Given that \$\omega_0/B=2.45\$, I wonder if by solving for \$\omega'\$ the equation can be rewriten like this:$$\omega'^2-\frac{\omega_0\omega}{2.45}\omega'-\omega_0^2=0$$ and from here just substitude the natural frecuencies of the low-pass prototype and get the natural frequencies of the bandpass filter since I have ignored the absolute value to solve for \$\omega'\$ and I don't know if that can be important when computing the result.

Answer 1

When in doubt, plot! Matlab code :

w_array = -10:1:10;
w0_array = -10:1:10;
wl_array_1 = zeros(length(w_array), length(w0_array));
wl_array_2 = zeros(length(w_array), length(w0_array));
syms wl

for i=1:length(w_array)
    w = w_array(i);
    for j=1:length(w0_array)
        w0 = w0_array(j);
        s1 = solve(wl^2 - w0*w*wl/2.45 - w0^2 == 0, wl, 'PrincipalValue', true);
        if isempty(s1)
            s1 = NaN;
        end
        wl_array_1(i,j) = double(s1);
        s2 = solve(w - 2.45*abs(wl/w0 - w0/wl) == 0, wl, 'PrincipalValue', true);
        if isempty(s2)
            s2 = NaN;
        end
        wl_array_2(i,j) = double(s2);
    end
end

figure(1)
for j=1:length(w0_array)
    plot(w_array,wl_array_1(:,j)), hold on
end
xlabel('\omega'), ylabel('\omega´'), xlim([-10,10]), ylim([-45,5])
title('Not considering the absolute in equation'), hold off,

figure(2)
for j=1:length(w0_array)
    plot(w_array,wl_array_2(:,j)), hold on
end
xlabel('\omega'), ylabel('\omega´'), xlim([-10,10]), ylim([-45,5])
title('Considering the absolute in equation'), hold off

As can be seen, the absolute ensures that solutions only exist for positive values of \$\omega\$ and \$\omega_0\$. Removing the absolute, solutions exist for negative \$\omega\$ and \$\omega_0\$. Now it's up to you to decide what it means and if this is important.

Answer 2

For my part, I find it easier to do it in Laplace:

$$s=\frac{s^2+\omega_0^2}{BW s}$$

where BW is the bandwidth, and \$\omega_0\$ is the center frequency.

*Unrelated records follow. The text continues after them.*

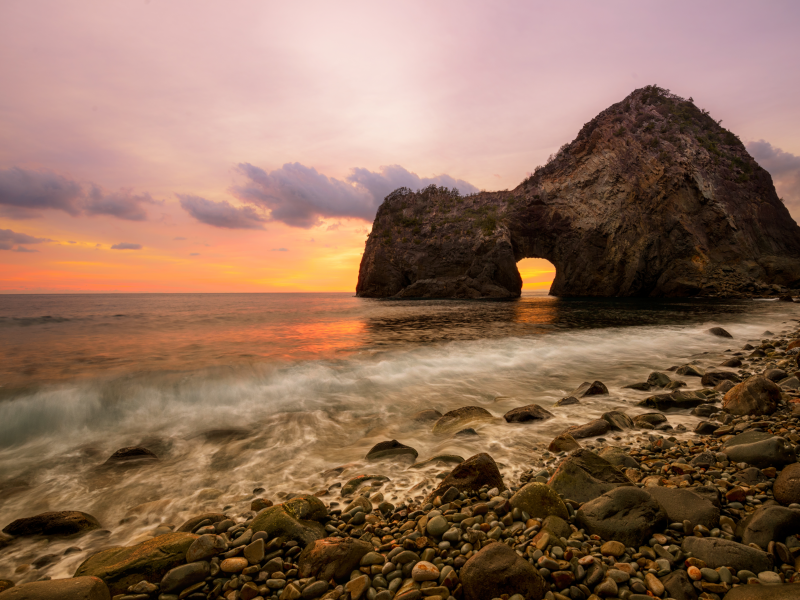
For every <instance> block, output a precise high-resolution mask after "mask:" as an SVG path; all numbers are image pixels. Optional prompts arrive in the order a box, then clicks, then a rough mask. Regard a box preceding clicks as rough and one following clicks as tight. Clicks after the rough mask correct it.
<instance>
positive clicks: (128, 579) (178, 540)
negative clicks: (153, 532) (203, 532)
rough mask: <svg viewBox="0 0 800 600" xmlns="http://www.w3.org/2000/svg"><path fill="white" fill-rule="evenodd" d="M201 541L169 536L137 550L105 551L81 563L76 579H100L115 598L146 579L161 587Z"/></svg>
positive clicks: (137, 545)
mask: <svg viewBox="0 0 800 600" xmlns="http://www.w3.org/2000/svg"><path fill="white" fill-rule="evenodd" d="M197 538H198V536H196V535H194V534H191V533H185V532H179V533H168V534H166V535H160V536H158V537H155V538H153V539H152V540H147V541H145V542H142V543H140V544H136V545H135V546H121V547H117V548H108V549H106V550H101V551H100V552H98V553H96V554H93V555H92V556H90V557H89V558H87V559H86V560H85V561H83V563H81V565H80V566H79V567H78V570H77V571H75V577H83V576H85V575H93V576H95V577H99V578H100V579H102V580H103V581H105V582H106V585H107V586H108V589H109V590H110V592H111V595H112V596H115V595H117V594H122V593H124V592H125V591H126V590H127V589H128V586H131V585H134V584H136V583H139V582H140V581H142V580H143V579H144V580H146V581H149V582H150V583H155V584H158V583H159V582H160V581H161V578H162V577H164V575H166V573H167V571H169V570H170V569H172V568H173V567H177V566H178V565H180V564H183V563H184V562H185V561H186V551H187V550H188V549H189V546H191V545H192V542H194V541H195V540H196V539H197Z"/></svg>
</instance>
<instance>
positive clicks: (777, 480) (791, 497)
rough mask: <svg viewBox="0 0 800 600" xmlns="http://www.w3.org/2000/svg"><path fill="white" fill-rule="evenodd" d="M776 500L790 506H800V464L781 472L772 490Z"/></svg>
mask: <svg viewBox="0 0 800 600" xmlns="http://www.w3.org/2000/svg"><path fill="white" fill-rule="evenodd" d="M772 491H773V493H774V495H775V500H777V501H778V502H780V503H781V504H783V505H784V506H788V505H789V504H792V503H798V504H800V463H792V464H790V465H787V466H786V467H784V469H783V471H781V472H780V474H779V475H778V478H777V479H776V480H775V484H774V486H773V488H772Z"/></svg>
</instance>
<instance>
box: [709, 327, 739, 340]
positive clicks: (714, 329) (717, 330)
mask: <svg viewBox="0 0 800 600" xmlns="http://www.w3.org/2000/svg"><path fill="white" fill-rule="evenodd" d="M708 333H710V334H711V335H715V336H717V337H727V338H732V337H733V336H732V335H731V334H730V333H728V332H727V331H725V330H724V329H723V328H722V327H712V328H711V329H709V330H708Z"/></svg>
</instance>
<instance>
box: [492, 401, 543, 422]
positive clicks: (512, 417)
mask: <svg viewBox="0 0 800 600" xmlns="http://www.w3.org/2000/svg"><path fill="white" fill-rule="evenodd" d="M554 416H555V415H553V413H551V412H550V411H548V410H545V409H544V408H542V407H541V406H539V405H538V404H528V405H527V406H520V407H519V408H512V409H511V410H510V411H508V412H507V413H506V414H504V415H503V418H504V419H505V420H506V421H507V422H508V423H525V422H527V421H543V420H545V419H552V418H553V417H554Z"/></svg>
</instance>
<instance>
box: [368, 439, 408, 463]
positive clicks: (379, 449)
mask: <svg viewBox="0 0 800 600" xmlns="http://www.w3.org/2000/svg"><path fill="white" fill-rule="evenodd" d="M406 456H407V457H410V458H411V460H412V461H413V460H416V459H417V456H419V453H418V452H417V451H416V450H414V448H412V447H411V446H406V445H405V444H401V443H400V442H398V441H397V440H390V441H388V442H379V443H377V444H375V445H374V446H373V447H372V448H371V449H370V451H369V452H367V456H366V459H367V460H378V459H381V458H398V457H406Z"/></svg>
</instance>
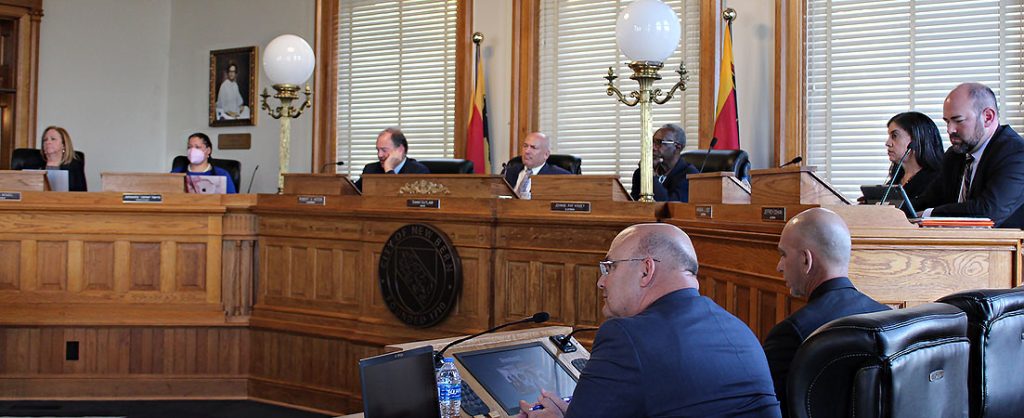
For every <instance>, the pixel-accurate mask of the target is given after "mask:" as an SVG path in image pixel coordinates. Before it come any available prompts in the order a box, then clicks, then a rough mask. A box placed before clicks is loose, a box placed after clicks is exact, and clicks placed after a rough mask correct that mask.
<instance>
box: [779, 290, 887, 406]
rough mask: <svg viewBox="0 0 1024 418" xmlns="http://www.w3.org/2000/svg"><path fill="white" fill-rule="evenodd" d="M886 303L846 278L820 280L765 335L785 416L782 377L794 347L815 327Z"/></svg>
mask: <svg viewBox="0 0 1024 418" xmlns="http://www.w3.org/2000/svg"><path fill="white" fill-rule="evenodd" d="M887 309H889V306H886V305H884V304H882V303H879V302H876V301H874V299H871V298H870V297H867V295H865V294H863V293H860V291H858V290H857V288H855V287H853V283H851V282H850V279H848V278H836V279H833V280H829V281H827V282H825V283H822V284H821V285H819V286H818V287H817V289H814V291H813V292H811V296H810V298H808V301H807V305H806V306H804V307H802V308H800V310H797V311H796V312H793V315H791V316H790V318H786V319H785V320H784V321H782V322H780V323H778V324H777V325H775V327H774V328H772V329H771V331H770V332H768V337H767V338H765V354H766V356H767V357H768V366H769V367H770V368H771V377H772V380H773V381H774V382H775V393H776V394H778V400H779V401H781V403H782V414H783V416H786V415H785V414H786V406H785V380H786V376H787V375H788V374H790V364H791V363H793V358H794V357H795V356H796V354H797V348H800V344H802V343H803V342H804V340H805V339H807V337H809V336H810V335H811V333H813V332H814V331H815V330H817V329H818V328H819V327H821V326H822V325H824V324H825V323H827V322H830V321H833V320H838V319H840V318H843V317H849V316H851V315H857V313H867V312H876V311H879V310H887Z"/></svg>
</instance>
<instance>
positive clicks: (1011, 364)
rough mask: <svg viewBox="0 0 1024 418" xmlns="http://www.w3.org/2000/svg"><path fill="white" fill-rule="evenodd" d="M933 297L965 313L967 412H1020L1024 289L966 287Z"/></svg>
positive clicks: (1019, 412)
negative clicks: (967, 368) (967, 390)
mask: <svg viewBox="0 0 1024 418" xmlns="http://www.w3.org/2000/svg"><path fill="white" fill-rule="evenodd" d="M938 301H939V302H942V303H948V304H951V305H953V306H956V307H958V308H961V309H962V310H964V311H965V312H966V313H967V318H968V337H969V338H970V339H971V372H970V380H969V387H970V398H971V416H972V417H975V418H982V417H984V418H995V417H1020V416H1022V415H1024V390H1022V389H1021V388H1022V387H1024V290H1022V289H984V290H971V291H966V292H958V293H953V294H951V295H949V296H946V297H943V298H941V299H939V300H938Z"/></svg>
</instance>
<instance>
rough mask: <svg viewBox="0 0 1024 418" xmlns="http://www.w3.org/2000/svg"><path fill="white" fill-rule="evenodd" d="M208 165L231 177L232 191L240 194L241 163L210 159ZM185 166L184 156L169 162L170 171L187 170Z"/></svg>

For a real root, \$\Re\$:

$$\frac{s^2+\omega_0^2}{BW s}+\Re=0 => s^2+BW \Re s + \omega_0^2=0$$

Which is easy to solve. If the root is pure imaginary:

$$\frac{s^2+w_0^2}{BW s}+j \Im=0=>s^2+j BW \Im s + \omega_0^2=0$$

and if it's complex, \$p=\Re+j \Im\$:

$$\frac{s^2+w_0^2}{BW s}+p=0=>s^2+BW p s + \omega_0^2=0$$

This one is a bit more complicated to solve, not impossible. The bare, complex roots for the equation come out as:

$$s=-\frac{BW p}{2}\pm\sqrt{\frac{BW^2p^2-4\omega_0^2}{2}}$$

and solving for complex, you get four posibilities, out of which choose, like before, only the positive frequencies:

$$Real=BW^2(\Re^2-\Im^2)-4\omega^2$$ $$Imag=2BW^2\Re\Im$$ $$Mag=\sqrt{Real^2+Imag^2}$$ $$\Phi=\frac{1}{2}\sqrt{Mag}\frac{\arctan2(Imag, Real)}{2}$$ $$s=\frac{1}{2}\left[-BW\Re\pm\sqrt{Mag}\cos(\frac{\Phi}{2})\pm j\left(\sqrt{Mag}\sin\frac{\Phi}{2}\pm BW\Im\right)\right]$$

Looks monstruous, but it works.